Estados Unidos, Japão, Singapura, Coreia do Sul, Alemanha, França, Reino Unido, Espanha e Portugal, entre outros, decidiram organizar planos de retirada de pessoas da capital da província de Hubei, com 56 milhões de habitantes e que as autoridades sanitárias chineses mantêm isolada "do resto do mundo" no sentido de controlar o contágio.

“O risco de deixar cidadãos no epicentro de uma epidemia mundial é elevado devido aos problemas que se podem levantar ao nível dos recursos no local”, adverte Paul Tambyah, especialista em doenças infeto contagiosas na Universidade Nacional de Singapura.

Mas as operações para retirar as pessoas também envolvem riscos e exigem atenções especiais, alertam também especialistas.

De acordo com Wang Linfa, diretor do programa sobre doenças infeto contagiosas da faculdade de Medicina da Universidade Duke-NUS, Singapura, as autoridades devem isolar “meticulosamente” os aeroportos para que o contágio não atinja as equipas logísticas envolvidas na retirada de pessoas porque o “risco é enorme”.

Por outro lado, a Associação Internacional de Transportes Aéreos (Iata) refere que o risco de contágio a bordo de um avião não é semelhante ao que pode acontecer em outros espaços fechados como autocarros e comboios.

“O risco de contágio é mais fraco a bordo de um avião do que em outros espaços fechados porque os aparelhos modernos têm sistemas de filtragem de alta eficácia”, indica a organização.

Para evitar o contágio a companhia de Singapura Scoot, que repatriou 92 pessoas para a cidade-estado na quinta-feira, recorda que forneceu máscaras cirúrgicas a todos os passageiros.

A tripulação, frisa a empresa Scoot, deve estar munida de máscaras N95 com um nível de proteção mais elevado, assim como deve usar luvas.

Para limitar os contactos físicos, as refeições devem ser colocadas previamente nas cadeiras.

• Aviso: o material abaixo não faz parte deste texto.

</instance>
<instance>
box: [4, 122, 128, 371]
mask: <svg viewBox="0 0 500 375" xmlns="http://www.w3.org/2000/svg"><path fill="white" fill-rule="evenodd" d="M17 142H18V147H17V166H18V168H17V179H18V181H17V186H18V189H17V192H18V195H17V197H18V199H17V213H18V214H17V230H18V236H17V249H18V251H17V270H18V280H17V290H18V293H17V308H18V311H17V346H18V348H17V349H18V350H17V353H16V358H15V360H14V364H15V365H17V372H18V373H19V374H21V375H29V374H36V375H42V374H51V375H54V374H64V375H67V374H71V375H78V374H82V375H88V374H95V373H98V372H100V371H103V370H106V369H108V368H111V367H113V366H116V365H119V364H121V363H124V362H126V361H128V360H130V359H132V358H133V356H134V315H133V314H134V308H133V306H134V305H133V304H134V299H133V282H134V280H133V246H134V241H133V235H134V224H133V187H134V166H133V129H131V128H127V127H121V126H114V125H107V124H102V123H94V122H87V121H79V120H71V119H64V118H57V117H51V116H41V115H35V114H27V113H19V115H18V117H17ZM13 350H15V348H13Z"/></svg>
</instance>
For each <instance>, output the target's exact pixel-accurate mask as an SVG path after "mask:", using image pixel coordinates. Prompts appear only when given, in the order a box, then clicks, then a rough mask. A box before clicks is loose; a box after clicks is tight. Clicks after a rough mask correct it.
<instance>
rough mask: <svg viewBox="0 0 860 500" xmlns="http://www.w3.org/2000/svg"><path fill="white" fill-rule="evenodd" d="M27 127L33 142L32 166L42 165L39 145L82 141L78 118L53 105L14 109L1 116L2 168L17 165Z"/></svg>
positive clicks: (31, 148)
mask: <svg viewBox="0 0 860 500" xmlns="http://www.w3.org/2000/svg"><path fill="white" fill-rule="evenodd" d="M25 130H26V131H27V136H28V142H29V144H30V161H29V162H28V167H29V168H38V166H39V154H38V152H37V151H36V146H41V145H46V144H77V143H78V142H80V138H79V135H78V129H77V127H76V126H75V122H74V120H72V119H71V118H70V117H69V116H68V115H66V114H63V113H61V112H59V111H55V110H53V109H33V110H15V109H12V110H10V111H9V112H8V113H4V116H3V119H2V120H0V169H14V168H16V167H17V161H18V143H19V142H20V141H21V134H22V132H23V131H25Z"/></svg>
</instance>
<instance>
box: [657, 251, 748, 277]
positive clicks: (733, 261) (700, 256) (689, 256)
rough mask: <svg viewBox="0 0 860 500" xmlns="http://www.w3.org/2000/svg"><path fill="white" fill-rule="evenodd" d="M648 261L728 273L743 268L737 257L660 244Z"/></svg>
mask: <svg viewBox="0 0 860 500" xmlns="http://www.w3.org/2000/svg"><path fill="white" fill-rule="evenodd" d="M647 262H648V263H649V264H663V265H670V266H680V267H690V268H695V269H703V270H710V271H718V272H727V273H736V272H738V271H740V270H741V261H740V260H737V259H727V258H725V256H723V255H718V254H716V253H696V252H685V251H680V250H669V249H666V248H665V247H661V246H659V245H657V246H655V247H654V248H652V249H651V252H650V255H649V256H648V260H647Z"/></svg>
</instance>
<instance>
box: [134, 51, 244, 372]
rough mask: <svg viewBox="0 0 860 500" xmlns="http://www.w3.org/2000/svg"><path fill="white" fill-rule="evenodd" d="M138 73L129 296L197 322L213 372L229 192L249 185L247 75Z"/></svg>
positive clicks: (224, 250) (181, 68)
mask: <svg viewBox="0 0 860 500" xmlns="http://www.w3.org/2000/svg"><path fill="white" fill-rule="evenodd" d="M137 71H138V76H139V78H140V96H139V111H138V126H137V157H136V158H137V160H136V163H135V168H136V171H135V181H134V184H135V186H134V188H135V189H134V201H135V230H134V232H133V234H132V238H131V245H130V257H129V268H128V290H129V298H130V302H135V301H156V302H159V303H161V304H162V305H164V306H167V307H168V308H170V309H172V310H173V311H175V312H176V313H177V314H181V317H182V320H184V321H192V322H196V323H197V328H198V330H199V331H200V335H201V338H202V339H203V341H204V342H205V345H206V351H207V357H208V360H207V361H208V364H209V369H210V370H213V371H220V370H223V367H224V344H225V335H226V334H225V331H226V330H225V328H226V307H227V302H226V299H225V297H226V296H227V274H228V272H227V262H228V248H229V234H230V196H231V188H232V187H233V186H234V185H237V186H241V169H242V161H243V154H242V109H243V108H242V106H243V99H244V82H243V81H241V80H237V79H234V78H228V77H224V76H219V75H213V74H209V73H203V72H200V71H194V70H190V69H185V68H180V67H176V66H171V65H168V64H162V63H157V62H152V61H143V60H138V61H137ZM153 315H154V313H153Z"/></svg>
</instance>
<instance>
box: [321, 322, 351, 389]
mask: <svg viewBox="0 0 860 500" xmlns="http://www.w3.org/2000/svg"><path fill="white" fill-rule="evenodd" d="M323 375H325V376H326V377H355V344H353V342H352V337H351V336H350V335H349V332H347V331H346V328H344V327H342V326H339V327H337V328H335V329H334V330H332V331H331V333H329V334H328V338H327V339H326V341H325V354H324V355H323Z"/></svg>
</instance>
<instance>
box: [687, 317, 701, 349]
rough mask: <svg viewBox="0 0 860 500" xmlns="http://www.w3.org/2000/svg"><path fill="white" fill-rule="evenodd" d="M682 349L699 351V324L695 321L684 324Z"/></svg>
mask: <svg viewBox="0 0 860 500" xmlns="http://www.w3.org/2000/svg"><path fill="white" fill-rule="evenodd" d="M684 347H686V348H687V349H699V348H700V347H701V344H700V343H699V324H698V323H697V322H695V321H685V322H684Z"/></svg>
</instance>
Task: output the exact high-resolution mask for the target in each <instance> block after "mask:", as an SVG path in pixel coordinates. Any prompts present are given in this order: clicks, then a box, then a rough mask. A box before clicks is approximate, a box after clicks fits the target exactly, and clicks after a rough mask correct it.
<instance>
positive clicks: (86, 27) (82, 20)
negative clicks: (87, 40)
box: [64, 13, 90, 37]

Outra medida a tomar é a medição da temperatura dos passageiros sendo que aqueles que têm febre não devem embarcar no avião.

O protocolo de retirada de pessoas neste contexto indica que cada pessoa deve ter ao lado uma cadeira vazia para que se verifique uma melhor circulação de ar, disse ainda Paul Tambyah.

Outra questão que se levanta está relacionada com a quarentena sendo que os períodos de isolamento a que as pessoas devem ser sujeitas variam de país para país.

O Japão pediu às pessoas que já foram retiradas da República Popular da China para ficarem “voluntariamente” em casa, o que provocou críticas por parte da população.

Na Coreia do Sul, 18 cidadãos retirados de Wuhan foram conduzidos a hospitais após apresentarem os sintomas do vírus.

Os franceses e os britânicos vão permanecer de “quarentena” durante 14 dias após o regresso aos respetivos países de origem e os primeiros norte-americanos que já saíram vão ficar três dias numa base aérea na Califórnia para onde foram transportados.

De acordo com os últimos estudos, o período de incubação do viris é de dois a 17 dias.

Segundo Wang Lifa, de Singapura, o período ideal de isolamento deve ser de duas semanas.

No processo em curso sobre as medidas de emergência que estão a ser levadas a cabo por vários países é preciso avaliar também a situação dos milhares de estrangeiros que continuam bloqueados em Wuhan.

De acordo com a France Presse, os estrangeiros que permanecem na cidade descrevem inquietação até porque o local está a transformar-se “numa cidade fantasma” com a maior parte dos estabelecimentos comerciais encerrados.

“É lamentável que os cidadãos naturais de países com ‘menos peso diplomático’ tenham que encontrar meios próprios para resolverem a própria situação”, disse Drew Thompson, especialista norte-americano em assuntos relacionados com a China.